In step 806, the filtering content is filtered out in the audio track of the content. For example, as shown in FIG. 4, content filtering system 440 can filter out the filtering content in content 122 and generate filtered content 446 for user(s) 132. In some embodiments, the filtering content can be bleeped out or muted in the audio track of content 122 to prevent media device(s) 106 from outputting the filtering content while playing content 122. In some embodiments, the filtering content can be replaced with an appropriate description of the filtering content. The replaced appropriate description can blank out the filtering content in content 122 and provide context of the filtering content to keep filtered content 446 understandable to user(s) 132. In some embodiments, in multi-channel audio tracks, the center channel may include voices and other channels may include music and other audios. The filtering content can be bleeped out or muted in the center channel for voices. In some embodiments, in stereo audio tracks, the voices, music, and other audios may be mixed in both left and right audio channels. The filtering content can be bleeped out or muted in both left and right audio channels for voices. In some embodiments, the filtering content in the captioning data of content 122 can be replaced with asterisks to prevent media device(s) 106 from displaying the filtering content in the captioning data when playing content 122.

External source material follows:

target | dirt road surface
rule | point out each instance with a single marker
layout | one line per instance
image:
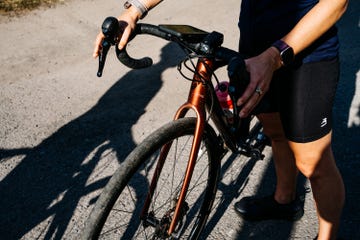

In some embodiments, the filtering content can be filtered out in real time during presentation of content 122. Media device(s) 106 may buffer a portion of content 122 in storage/buffers 208 during presentation of content 122. Content filtering system 400 can filter out the filtering content in the buffered portion of content 122 prior to the presentation of the buffered portion. In some embodiments, the filtering content can be filtered out offline for content 122. The captioning data and the audio track of content 122 can be filtered before delivered to media device(s) 106.


In step 808, the filtered content is presented on the media device. For example, as shown in FIG. 4, the filtered content can be presented on media device(s) 106. In some embodiments, the filtered content can be presented by media device(s) 106 on display device(s) 108. As a result, media device(s) 106 can present content 122 filtered by content filtering system 440 and can display customized filtering content to user(s) 132.



FIG. 9 is a flowchart illustrating a method 900 for automatically filtering out filtering content in an audio track of content to be presented on a media device based on an identified audience, according to some embodiments. Method 900 can be performed by processing logic that can comprise hardware (e.g., circuitry, dedicated logic, programmable logic, microcode, etc.), software (e.g., instructions executing on a processing device), or a combination thereof. It is to be appreciated that not all steps may be needed to perform the disclosure provided herein. Further, some of the steps may be performed simultaneously, or in a different order than shown in FIG. 9, as will be understood by a person of ordinary skill in the art. Method 900 shall be described with reference to FIG. 4. However, method 900 is not limited to that example embodiment. FIGS. 1-3 illustrate more details of method 900 during the process of automatic parental controls based on identified audiences.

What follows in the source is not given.